C. Registered and Used in Bad Faith
The Panel finally holds that the disputed domain name was registered and is being used by Respondent in bad faith.
Resolving the disputed domain name, which is confusingly similar to Complainant’s ZIPRECRUITER trademark, to a typical PPC website showing a variety of hyperlinks to active third parties’ websites, which include even some of Complainant’s direct competitors in the online recruitment industry, for the obvious purpose of generating PPC revenues, is a clear indication that Respondent intentionally attempted to attract, for commercial gain, Internet users to its own website by creating a likelihood of confusion with Complainant’s ZIPRECRUITER trademark as to the source, sponsorship, affiliation or endorsement of this website. Such circumstances are evidence of registration and use of the disputed domain name in bad faith within the meaning of paragraph 4(b)(iv) of the Policy.
In connection with this finding, it not only carries weight in the eyes of the Panel that Respondent has been a party to many other UDRP proceedings which found against Respondent, and that it kept silent on Complainant’s pre-procedural correspondence of January/February 2020, but also that Respondent made use of a WhoIs privacy service in order to conceal its true identity, and in addition provided false or incomplete contact information in the WhoIs register for the disputed domain name since, according to the email correspondence between the Center and the postal courier DHL, the Written Notice on the Notification of Complaint dated March 6, 2020, could not be delivered. All of these facts taken together throw a light on Respondent’s behavior, which strongly supports the Panel’s bad faith finding.

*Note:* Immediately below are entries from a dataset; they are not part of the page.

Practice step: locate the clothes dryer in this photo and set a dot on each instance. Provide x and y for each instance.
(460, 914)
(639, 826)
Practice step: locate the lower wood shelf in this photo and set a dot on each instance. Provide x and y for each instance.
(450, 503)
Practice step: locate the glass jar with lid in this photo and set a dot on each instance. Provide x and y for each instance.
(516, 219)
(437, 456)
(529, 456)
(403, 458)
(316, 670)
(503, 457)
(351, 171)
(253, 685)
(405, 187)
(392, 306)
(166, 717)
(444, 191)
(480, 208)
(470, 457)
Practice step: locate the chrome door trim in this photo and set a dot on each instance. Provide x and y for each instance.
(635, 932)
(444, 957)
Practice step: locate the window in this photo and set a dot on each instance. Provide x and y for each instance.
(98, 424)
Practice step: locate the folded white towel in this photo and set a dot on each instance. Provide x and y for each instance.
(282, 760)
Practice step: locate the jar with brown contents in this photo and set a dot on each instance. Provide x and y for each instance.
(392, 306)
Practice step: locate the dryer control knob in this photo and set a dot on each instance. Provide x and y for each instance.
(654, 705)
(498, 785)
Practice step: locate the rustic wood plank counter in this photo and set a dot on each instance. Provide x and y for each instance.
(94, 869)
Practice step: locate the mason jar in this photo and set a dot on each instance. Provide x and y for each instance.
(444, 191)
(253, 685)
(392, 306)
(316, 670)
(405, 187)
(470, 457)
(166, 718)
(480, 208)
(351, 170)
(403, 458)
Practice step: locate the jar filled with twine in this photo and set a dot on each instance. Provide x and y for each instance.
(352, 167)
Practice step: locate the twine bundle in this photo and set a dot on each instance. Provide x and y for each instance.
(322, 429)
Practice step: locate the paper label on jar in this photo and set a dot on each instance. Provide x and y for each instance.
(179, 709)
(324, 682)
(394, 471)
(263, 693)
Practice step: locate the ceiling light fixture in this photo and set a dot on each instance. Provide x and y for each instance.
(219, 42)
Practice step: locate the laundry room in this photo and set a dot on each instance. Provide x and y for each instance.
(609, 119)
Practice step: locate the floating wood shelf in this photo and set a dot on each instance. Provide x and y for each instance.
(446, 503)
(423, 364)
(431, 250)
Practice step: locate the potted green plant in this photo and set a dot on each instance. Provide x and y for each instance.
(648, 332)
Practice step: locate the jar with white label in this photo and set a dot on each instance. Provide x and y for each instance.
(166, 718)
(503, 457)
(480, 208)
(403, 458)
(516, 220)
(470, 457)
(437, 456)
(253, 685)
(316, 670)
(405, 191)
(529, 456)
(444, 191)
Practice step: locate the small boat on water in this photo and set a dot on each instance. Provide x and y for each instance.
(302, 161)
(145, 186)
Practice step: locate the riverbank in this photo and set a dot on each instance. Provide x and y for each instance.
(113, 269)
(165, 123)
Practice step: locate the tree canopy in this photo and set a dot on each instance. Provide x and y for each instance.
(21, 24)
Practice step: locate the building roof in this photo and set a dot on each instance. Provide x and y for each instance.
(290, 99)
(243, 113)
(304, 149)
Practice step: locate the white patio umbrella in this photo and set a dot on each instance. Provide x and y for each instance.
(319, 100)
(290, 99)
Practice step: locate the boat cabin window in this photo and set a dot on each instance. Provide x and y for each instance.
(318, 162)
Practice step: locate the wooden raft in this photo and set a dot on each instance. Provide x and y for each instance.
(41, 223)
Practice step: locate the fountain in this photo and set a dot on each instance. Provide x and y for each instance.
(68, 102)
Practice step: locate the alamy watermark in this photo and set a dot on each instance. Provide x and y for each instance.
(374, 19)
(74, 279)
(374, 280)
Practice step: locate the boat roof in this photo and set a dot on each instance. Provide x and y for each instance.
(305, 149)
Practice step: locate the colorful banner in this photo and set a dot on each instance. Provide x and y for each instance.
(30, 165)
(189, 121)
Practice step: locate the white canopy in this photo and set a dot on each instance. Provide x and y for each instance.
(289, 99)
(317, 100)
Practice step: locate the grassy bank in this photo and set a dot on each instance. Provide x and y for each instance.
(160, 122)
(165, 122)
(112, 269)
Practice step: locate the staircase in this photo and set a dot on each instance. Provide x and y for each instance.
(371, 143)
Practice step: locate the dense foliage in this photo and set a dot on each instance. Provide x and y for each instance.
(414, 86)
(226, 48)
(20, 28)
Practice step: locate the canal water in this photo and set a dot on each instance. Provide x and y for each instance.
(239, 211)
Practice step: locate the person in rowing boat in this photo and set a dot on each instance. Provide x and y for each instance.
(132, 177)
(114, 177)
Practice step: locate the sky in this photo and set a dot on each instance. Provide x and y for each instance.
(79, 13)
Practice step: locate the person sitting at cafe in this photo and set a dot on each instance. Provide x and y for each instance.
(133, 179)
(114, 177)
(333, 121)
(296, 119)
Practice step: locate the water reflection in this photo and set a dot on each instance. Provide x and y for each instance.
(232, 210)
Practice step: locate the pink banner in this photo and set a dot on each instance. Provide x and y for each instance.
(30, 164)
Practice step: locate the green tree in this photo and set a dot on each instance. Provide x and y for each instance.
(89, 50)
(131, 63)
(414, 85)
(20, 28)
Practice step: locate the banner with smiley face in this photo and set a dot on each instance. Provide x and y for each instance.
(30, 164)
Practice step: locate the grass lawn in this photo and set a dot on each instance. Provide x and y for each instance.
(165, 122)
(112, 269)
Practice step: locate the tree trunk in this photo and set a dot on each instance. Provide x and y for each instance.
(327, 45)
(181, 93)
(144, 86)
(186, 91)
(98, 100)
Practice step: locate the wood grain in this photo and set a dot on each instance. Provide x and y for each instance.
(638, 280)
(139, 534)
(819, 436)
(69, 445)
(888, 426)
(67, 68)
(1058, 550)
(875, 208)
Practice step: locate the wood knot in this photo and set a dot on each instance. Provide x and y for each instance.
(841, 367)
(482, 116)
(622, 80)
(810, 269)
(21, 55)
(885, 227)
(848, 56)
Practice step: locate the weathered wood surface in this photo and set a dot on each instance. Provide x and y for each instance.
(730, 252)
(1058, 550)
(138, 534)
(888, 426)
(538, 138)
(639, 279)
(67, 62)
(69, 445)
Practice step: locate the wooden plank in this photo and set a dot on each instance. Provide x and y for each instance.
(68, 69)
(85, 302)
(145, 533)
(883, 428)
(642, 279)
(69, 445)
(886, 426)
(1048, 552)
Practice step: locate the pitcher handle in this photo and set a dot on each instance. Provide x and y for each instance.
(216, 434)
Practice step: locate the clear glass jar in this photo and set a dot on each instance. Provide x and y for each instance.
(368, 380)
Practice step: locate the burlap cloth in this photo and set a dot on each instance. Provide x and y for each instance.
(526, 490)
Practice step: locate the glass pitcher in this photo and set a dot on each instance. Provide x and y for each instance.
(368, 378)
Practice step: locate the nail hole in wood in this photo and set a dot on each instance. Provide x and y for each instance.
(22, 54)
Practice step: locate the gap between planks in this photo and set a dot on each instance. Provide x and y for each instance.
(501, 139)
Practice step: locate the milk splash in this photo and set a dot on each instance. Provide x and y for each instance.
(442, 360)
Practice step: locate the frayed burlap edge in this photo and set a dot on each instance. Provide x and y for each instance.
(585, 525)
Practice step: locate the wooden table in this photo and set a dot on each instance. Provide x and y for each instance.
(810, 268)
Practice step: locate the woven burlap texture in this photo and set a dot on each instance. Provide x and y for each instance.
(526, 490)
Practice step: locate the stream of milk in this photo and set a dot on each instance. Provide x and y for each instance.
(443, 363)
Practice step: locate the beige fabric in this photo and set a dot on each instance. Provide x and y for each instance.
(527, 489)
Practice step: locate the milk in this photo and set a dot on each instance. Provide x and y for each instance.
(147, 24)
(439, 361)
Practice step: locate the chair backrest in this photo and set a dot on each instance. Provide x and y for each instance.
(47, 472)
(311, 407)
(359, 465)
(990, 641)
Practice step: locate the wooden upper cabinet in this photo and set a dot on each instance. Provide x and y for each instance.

As general comment, the Panel has still noted that Respondent registered the disputed domain name already back in December 2012; however, at this point of time Complainant enjoyed registered rights in its ZIPRECRUITER trademark already for more than 20 months. Accordingly, with respect to the timing of the registration of Complainant’s ZIPRECRUITER trademark and Respondent’s disputed domain name, there is no reason for this Panel not to find that Respondent acted in bad faith.
Therefore, Complainant has also satisfied the third element under the Policy as set forth by paragraph 4(a)(iii).
For the foregoing reasons, in accordance with paragraphs 4(i) of the Policy and 15 of the Rules, the Panel orders that the disputed domain name <wwwziprecruiter.com> be transferred to Complainant.
Stephanie G. Hartung
Date: April 22, 2020
1 It is evident from the case file that On behalf of wwwziprecruiter.com Owner, c/o whoisproxy.com, United States, is a privacy protection service and that Amir Cohen, Hush Privacy Protection Ltd., Seychelles is the underlying registrant of the disputed domain name. Therefore, unless otherwise indicated, the term “Respondent” is used by the Panel in the case at hand to refer to the latter underlying registrant only.